3) Jede GM, welche nach dem 01. Januar 2021 eingereicht wird, umfasst GB nicht mehr und eine eigenständige Anmeldung muss in GB eingereicht werden.
4) Abgesehen von Verfahren vor dem UKIPO gibt es für weitere drei Jahre (bis 31. Dezember 2023) keine Notwendigkeit für einen Vertreter / eine Adresse in GB.
II. Mögliche Probleme für Markenanmelder / -inhaber
1) Potentielle Falle für Markenanmelder?
Gibt es eine potentielle Falle für Markenanmelder, die eine von der anhängigen GM unterschiedliche GB-Marke beantragen?
Zitat von der GB-Regierungs-Homepage:
“You may be intending to file a UK trade mark application that does not correspond to a pending EUTM application in the nine months after the end of the transition period.

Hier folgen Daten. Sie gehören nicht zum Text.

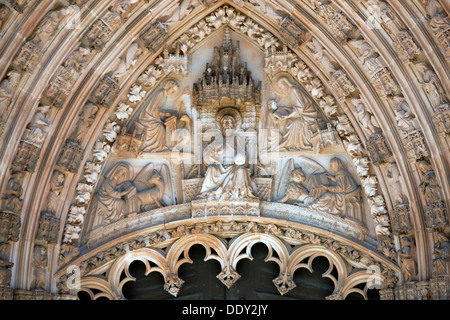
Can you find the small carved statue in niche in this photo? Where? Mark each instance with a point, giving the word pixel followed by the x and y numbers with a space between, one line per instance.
pixel 49 25
pixel 56 186
pixel 429 185
pixel 294 188
pixel 150 123
pixel 11 197
pixel 227 176
pixel 301 117
pixel 4 14
pixel 406 255
pixel 7 88
pixel 37 129
pixel 441 261
pixel 393 177
pixel 5 265
pixel 367 120
pixel 332 198
pixel 123 65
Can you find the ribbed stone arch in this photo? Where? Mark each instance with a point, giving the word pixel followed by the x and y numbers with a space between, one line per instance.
pixel 25 20
pixel 229 255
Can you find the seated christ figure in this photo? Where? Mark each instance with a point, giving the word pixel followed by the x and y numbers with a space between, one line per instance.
pixel 226 178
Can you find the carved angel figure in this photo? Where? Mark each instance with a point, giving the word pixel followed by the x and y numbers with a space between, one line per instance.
pixel 294 188
pixel 116 195
pixel 301 117
pixel 119 196
pixel 332 197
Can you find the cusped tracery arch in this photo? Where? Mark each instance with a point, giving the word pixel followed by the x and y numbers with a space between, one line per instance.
pixel 421 76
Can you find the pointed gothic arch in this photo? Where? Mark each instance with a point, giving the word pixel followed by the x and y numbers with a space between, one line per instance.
pixel 377 27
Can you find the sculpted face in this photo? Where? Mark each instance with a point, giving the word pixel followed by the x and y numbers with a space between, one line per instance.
pixel 284 85
pixel 335 165
pixel 228 124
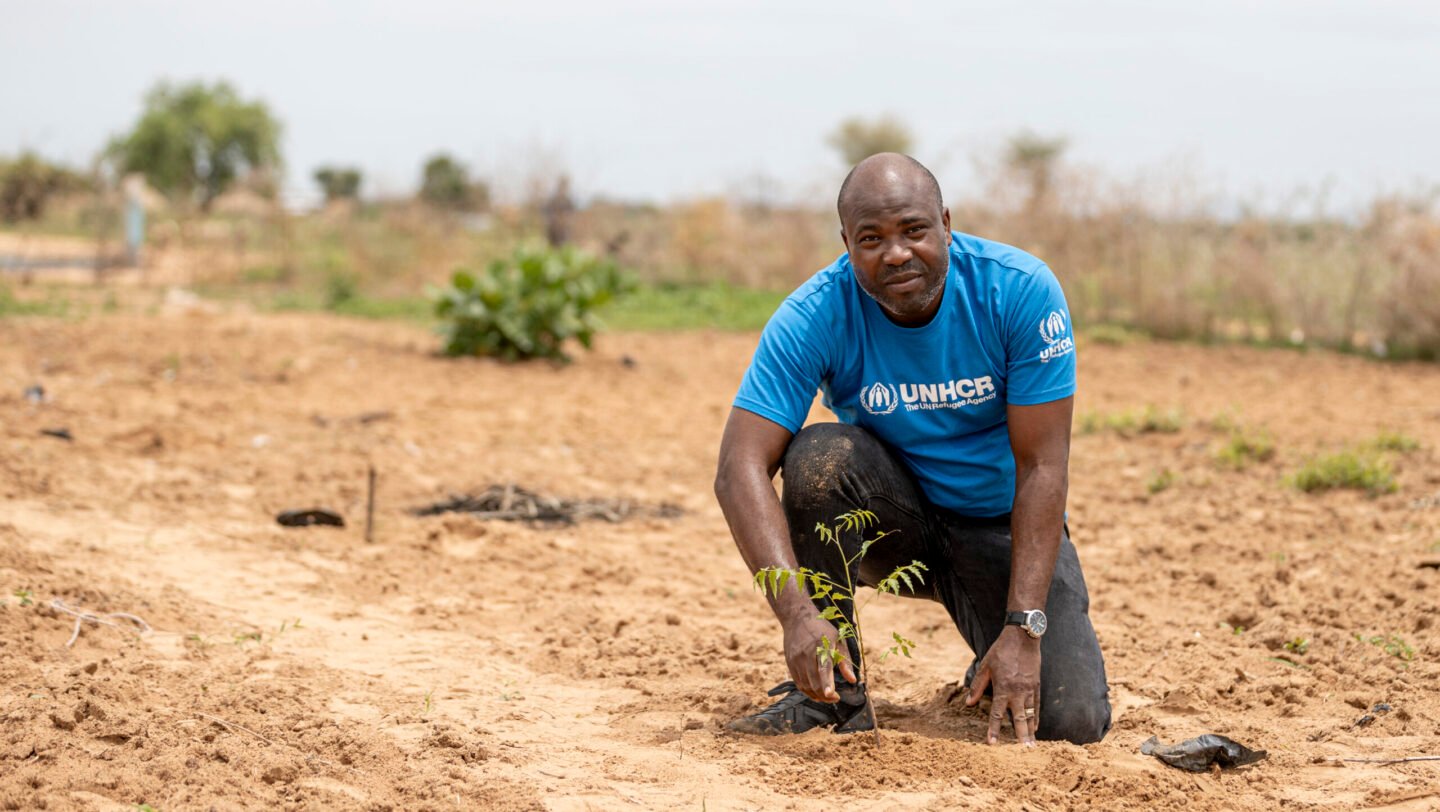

If so, you should note that someone could [f]ile a UK application after yours and claim the earlier date of a corresponding EUTM application that was pending on 1 January 2021. Where this happens, the later-filed UK application will take precedence.”
Wäre das Obige korrekt, könnte sich die Möglichkeit für sogenanntes “trademark grabbing” durch Dritte zum Nachteil des GM-Anmelders ergeben.
Jedoch scheint die obige Aussage fehlerbehaftet, da das Prioritätsrecht nach Artikel 59 des Austrittsabkommens ein solches Recht nur der Person zukommen lässt, welche die vorherige GM eingereicht hat und nicht einfach irgendwer dieses Recht beanspruchen kann.
Tatsächlich erscheint es in den allermeisten Fällen jedoch ratsam in GB eine der GM entsprechende Anmeldung einzureichen, um ganz generell Prioritätsproblemen aus dem Weg zu gehen.
2) Rechtserhaltende Benutzung
Fortan ist die rechtserhaltende Benutzung und deren Nachweis komplizierter und teilt sich im Wesentlichen in Zeiträume vor und nach dem 01. Januar 2021 auf. Es ist -wie ganz allgemein hinsichtlich dieses Themas- empfehlenswert fortlaufend Benutzungsbeweise für jede Jurisidiktion, in welcher eine Marke angemeldet ist, zu sammeln. Hier sowohl in der EU als auch in GB.
3) Erschöpfung
Das Handelsabkommen legt fest, dass die Erschöpfung von Schutzrechten (Article IP.5) durch die EU und GB festgelegt werden kann. Dies bezieht sich auf alle Schutzrechte, also auch Patente. Man darf hitzige Diskussionen und Probleme in diesem Punkt erwarten, da er eng mit der Frage von IP-Verletzungen verknüpft ist.
4) Geographische Herkunftsangaben
Geographische Herkunftsangaben könnten in zukünftigen Anmeldeverfahren Probleme bereiten, da es derzeit keine verbindlichen Regelungen für den Schutz und die effektive Durchsetzbarkeit dieser gibt (siehe Article IP.57).
Im Wesentlichen ist das Obige auch auf Gemeinschaftsgeschmacksmuster anwendbar.
Natürlich werden wir unsere Mandanten hinsichtlich ihrer Optionen und möglichen ToDos informieren.